Come funziona una procedura di mediazione

Una procedura di mediazione si sviluppa in un percorso di cinque fasi, volto a identificare i reali interessi in gioco, a ristabilire la comunicazione tra le parti e a condurle verso la ricerca di una soluzione comune.

1. LA MEDIAZIONE È LA VIA GIUSTA DA PERCORRERE?
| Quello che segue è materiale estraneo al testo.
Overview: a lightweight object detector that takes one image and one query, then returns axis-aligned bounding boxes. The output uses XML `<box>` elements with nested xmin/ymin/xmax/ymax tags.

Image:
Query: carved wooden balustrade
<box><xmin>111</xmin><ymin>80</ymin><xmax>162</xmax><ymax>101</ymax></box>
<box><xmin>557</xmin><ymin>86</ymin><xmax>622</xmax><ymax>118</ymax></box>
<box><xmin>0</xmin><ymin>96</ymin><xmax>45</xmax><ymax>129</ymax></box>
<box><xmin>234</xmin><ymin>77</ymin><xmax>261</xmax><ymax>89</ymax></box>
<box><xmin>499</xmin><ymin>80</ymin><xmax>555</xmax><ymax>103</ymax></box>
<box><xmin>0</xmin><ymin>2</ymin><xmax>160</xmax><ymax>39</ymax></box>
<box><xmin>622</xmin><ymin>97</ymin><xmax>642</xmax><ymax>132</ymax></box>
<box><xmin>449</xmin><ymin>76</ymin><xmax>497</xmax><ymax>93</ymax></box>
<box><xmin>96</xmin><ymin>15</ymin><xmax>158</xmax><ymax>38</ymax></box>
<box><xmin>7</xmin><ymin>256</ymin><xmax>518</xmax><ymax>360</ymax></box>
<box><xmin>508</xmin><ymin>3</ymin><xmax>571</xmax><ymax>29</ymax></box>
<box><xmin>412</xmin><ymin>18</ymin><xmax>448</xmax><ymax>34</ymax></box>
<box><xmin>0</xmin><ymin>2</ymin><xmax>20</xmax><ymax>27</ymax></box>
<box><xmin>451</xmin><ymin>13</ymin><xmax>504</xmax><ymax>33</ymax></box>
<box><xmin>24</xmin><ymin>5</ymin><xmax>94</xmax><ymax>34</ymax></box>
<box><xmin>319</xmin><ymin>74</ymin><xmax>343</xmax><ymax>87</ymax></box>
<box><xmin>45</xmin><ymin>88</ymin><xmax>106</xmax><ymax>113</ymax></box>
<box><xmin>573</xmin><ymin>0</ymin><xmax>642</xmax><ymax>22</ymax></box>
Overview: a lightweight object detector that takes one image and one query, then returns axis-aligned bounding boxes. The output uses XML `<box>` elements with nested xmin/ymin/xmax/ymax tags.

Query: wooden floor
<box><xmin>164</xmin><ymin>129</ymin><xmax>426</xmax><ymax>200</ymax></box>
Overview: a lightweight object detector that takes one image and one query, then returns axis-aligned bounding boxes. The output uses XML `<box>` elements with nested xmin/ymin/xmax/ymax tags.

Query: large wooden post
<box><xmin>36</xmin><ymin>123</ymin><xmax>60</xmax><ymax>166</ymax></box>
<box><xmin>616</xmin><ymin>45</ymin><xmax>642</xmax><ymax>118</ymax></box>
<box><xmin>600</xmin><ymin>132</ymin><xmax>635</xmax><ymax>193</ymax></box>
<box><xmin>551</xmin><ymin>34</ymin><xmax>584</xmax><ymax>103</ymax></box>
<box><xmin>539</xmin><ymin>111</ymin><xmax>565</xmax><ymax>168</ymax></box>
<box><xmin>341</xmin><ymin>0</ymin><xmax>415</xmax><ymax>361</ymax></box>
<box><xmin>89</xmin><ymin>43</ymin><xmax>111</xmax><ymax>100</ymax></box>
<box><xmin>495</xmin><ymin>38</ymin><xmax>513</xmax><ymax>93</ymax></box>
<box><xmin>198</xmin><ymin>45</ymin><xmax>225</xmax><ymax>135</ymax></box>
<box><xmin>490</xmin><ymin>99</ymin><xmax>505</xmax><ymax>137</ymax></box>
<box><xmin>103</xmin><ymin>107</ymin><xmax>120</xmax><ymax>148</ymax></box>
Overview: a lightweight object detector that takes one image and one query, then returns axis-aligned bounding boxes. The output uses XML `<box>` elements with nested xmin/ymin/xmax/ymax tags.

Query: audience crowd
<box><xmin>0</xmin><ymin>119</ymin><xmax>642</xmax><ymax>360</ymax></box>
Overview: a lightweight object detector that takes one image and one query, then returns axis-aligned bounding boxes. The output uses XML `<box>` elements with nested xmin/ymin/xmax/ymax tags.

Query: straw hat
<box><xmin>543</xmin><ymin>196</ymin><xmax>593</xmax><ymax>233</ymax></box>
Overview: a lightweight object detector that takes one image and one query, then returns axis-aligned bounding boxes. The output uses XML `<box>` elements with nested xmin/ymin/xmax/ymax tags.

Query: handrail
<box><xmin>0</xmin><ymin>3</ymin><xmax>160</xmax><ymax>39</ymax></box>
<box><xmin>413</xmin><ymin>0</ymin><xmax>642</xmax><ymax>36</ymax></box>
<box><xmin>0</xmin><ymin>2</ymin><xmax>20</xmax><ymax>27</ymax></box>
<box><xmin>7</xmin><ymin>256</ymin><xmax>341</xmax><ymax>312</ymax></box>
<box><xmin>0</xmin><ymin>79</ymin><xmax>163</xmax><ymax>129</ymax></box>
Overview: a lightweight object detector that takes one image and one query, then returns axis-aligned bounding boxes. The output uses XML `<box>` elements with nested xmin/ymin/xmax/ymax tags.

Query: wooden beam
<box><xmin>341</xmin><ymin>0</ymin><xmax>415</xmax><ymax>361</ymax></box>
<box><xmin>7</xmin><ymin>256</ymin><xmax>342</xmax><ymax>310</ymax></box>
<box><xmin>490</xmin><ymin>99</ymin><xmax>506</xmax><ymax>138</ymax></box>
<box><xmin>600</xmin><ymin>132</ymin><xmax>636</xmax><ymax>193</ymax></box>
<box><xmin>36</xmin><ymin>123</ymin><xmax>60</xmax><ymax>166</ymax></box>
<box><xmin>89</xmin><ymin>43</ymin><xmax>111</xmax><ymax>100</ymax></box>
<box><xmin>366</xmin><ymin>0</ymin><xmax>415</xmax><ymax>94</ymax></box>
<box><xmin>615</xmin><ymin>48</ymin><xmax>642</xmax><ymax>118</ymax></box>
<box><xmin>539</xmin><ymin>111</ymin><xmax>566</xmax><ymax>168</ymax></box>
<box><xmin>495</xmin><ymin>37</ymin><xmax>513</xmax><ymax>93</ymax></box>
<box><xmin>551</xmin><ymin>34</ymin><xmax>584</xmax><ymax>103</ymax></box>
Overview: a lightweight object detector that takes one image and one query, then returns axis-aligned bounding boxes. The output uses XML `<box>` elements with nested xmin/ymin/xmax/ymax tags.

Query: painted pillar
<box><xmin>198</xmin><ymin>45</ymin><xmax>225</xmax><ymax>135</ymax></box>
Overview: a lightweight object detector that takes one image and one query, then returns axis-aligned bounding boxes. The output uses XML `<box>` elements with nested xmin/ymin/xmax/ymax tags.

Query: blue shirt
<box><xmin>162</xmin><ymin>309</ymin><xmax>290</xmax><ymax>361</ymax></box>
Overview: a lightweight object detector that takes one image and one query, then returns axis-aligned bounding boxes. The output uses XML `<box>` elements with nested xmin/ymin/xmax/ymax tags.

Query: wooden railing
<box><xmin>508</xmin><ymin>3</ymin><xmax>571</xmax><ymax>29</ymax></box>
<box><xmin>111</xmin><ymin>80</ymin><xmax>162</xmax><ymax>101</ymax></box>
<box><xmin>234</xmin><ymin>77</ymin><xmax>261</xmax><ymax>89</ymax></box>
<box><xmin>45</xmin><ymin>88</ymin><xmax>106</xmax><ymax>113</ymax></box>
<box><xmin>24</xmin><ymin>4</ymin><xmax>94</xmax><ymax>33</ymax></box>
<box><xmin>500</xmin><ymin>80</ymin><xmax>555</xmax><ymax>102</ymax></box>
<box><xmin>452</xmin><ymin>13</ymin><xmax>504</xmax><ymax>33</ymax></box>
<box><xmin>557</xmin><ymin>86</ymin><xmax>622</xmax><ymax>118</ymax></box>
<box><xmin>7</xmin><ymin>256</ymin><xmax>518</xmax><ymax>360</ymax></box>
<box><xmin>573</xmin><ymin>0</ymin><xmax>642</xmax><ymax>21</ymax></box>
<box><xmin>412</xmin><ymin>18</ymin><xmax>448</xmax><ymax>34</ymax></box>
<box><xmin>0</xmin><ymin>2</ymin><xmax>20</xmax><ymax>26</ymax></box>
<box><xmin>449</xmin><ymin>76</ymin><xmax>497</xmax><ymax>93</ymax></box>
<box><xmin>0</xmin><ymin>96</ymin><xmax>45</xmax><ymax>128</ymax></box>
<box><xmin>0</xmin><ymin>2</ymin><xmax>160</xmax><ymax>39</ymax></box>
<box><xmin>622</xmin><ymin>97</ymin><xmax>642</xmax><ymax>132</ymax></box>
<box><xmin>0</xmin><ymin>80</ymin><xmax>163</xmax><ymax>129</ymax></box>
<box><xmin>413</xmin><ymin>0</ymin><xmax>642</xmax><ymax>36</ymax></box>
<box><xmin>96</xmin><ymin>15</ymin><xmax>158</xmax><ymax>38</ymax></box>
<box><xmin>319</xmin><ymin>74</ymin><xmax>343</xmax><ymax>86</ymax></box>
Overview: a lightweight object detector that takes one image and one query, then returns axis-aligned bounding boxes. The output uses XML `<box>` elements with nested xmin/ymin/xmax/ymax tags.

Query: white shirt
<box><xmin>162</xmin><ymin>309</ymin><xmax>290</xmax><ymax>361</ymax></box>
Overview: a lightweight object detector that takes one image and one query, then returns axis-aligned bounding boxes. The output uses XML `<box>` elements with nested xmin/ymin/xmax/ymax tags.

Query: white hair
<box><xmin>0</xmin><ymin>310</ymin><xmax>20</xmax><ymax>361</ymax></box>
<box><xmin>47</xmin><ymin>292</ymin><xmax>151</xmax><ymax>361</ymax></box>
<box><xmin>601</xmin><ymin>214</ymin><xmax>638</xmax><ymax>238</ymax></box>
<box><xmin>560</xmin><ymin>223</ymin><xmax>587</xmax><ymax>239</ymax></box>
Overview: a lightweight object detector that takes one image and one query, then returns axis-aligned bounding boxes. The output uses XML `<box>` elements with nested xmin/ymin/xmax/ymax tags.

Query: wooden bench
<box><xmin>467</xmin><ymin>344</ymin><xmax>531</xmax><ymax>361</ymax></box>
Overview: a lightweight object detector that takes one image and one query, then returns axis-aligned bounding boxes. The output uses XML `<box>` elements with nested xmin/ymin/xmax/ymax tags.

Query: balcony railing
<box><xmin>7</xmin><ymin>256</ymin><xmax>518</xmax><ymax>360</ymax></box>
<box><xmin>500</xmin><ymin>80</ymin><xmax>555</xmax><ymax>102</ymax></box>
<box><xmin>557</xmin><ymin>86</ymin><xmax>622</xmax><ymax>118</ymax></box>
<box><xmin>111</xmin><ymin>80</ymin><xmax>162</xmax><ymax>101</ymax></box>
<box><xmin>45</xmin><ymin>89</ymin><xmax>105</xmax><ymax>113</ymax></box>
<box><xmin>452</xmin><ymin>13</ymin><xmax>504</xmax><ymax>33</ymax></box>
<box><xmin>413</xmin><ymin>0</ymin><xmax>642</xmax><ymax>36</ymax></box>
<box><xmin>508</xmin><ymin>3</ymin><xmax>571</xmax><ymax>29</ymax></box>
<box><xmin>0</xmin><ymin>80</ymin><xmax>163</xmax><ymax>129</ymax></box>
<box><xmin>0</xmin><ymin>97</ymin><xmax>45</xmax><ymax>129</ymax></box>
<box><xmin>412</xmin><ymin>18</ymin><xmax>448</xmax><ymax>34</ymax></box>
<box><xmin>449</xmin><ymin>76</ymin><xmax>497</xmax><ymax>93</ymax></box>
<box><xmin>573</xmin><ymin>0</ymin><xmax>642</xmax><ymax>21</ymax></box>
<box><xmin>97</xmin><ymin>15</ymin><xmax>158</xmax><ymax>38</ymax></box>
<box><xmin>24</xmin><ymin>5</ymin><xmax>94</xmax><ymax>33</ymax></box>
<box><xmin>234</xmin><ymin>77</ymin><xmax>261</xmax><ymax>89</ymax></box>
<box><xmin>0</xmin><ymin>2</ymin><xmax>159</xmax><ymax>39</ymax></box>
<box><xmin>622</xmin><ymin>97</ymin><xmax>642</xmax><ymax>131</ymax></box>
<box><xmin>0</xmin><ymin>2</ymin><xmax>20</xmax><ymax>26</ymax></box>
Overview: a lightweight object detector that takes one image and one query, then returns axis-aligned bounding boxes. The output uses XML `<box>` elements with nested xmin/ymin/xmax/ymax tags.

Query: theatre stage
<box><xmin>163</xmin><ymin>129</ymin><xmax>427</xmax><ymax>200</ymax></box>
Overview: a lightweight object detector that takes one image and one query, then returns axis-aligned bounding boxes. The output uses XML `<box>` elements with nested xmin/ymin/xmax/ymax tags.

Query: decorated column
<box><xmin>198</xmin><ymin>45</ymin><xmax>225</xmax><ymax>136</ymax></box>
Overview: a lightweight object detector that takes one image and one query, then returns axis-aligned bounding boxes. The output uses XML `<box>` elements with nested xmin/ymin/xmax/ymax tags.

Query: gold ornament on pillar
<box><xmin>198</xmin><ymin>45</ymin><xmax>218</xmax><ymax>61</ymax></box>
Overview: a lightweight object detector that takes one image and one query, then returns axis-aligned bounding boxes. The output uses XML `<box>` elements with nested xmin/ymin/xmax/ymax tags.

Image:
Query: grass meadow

Il primo incontro è sostanzialmente di tipo conoscitivo, dà modo al mediatore di conoscere le parti coinvolte e di capire se sono sufficientemente motivate a trovare un accordo. Se da questa prima analisi emerge che la mediazione è la strada giusta da intraprendere, le parti vengono invitate a firmare un accordo che definisce le regole di base da rispettare durante e dopo questo percorso.
2. QUALI SONO LE CAUSE DEL CONFLITTO?
Nella seconda fase, le parti chiariscono insieme al mediatore quali sono le problematiche che caratterizzano il conflitto. In questo modo, si pongono le basi per affrontare le fasi successive, volte a identificare gli effettivi interessi in gioco e le possibili soluzioni.
3. COSA CONTA DAVVERO PER ME? E PER LA CONTROPARTE?
In questo terzo step, le problematiche emerse nella seconda fase vengono analizzate a fondo per arrivare a comprendere quali sono i reali interessi in gioco. Il mediatore lavora insieme alle parti per capire cos’è veramente importante per ciascuna di loro e perché.
4. COME POSSIAMO RISOLVERE IL CONFLITTO?
Una vota chiariti gli aspetti rilevanti per ciascuna delle parti, queste vengono messe nella condizione di potersi esprimere liberamente e di superare gli schemi mentali che limitano l’elaborazione di nuove idee e prospettive. Questa fase sfocia idealmente in un punto di incontro, che però resta per il momento privo di effetto vincolante. Se necessario, a questo punto si può prevedere l’intervento esterno di una terza parte, che verifichi la solidità e la realizzabilità dell’accordo.
5. COME VIENE FORMALIZZATO L’ACCORDO?
In questa ultima fase, il mediatore lavora insieme alle parti alla stesura di un accordo, che formalizzi i punti d’intesa raggiunti in fase di negoziazione. Qualora si desiderasse stipulare un accordo formale, il mediatore o una delle parti può suggerire l’intervento di un consulente esterno.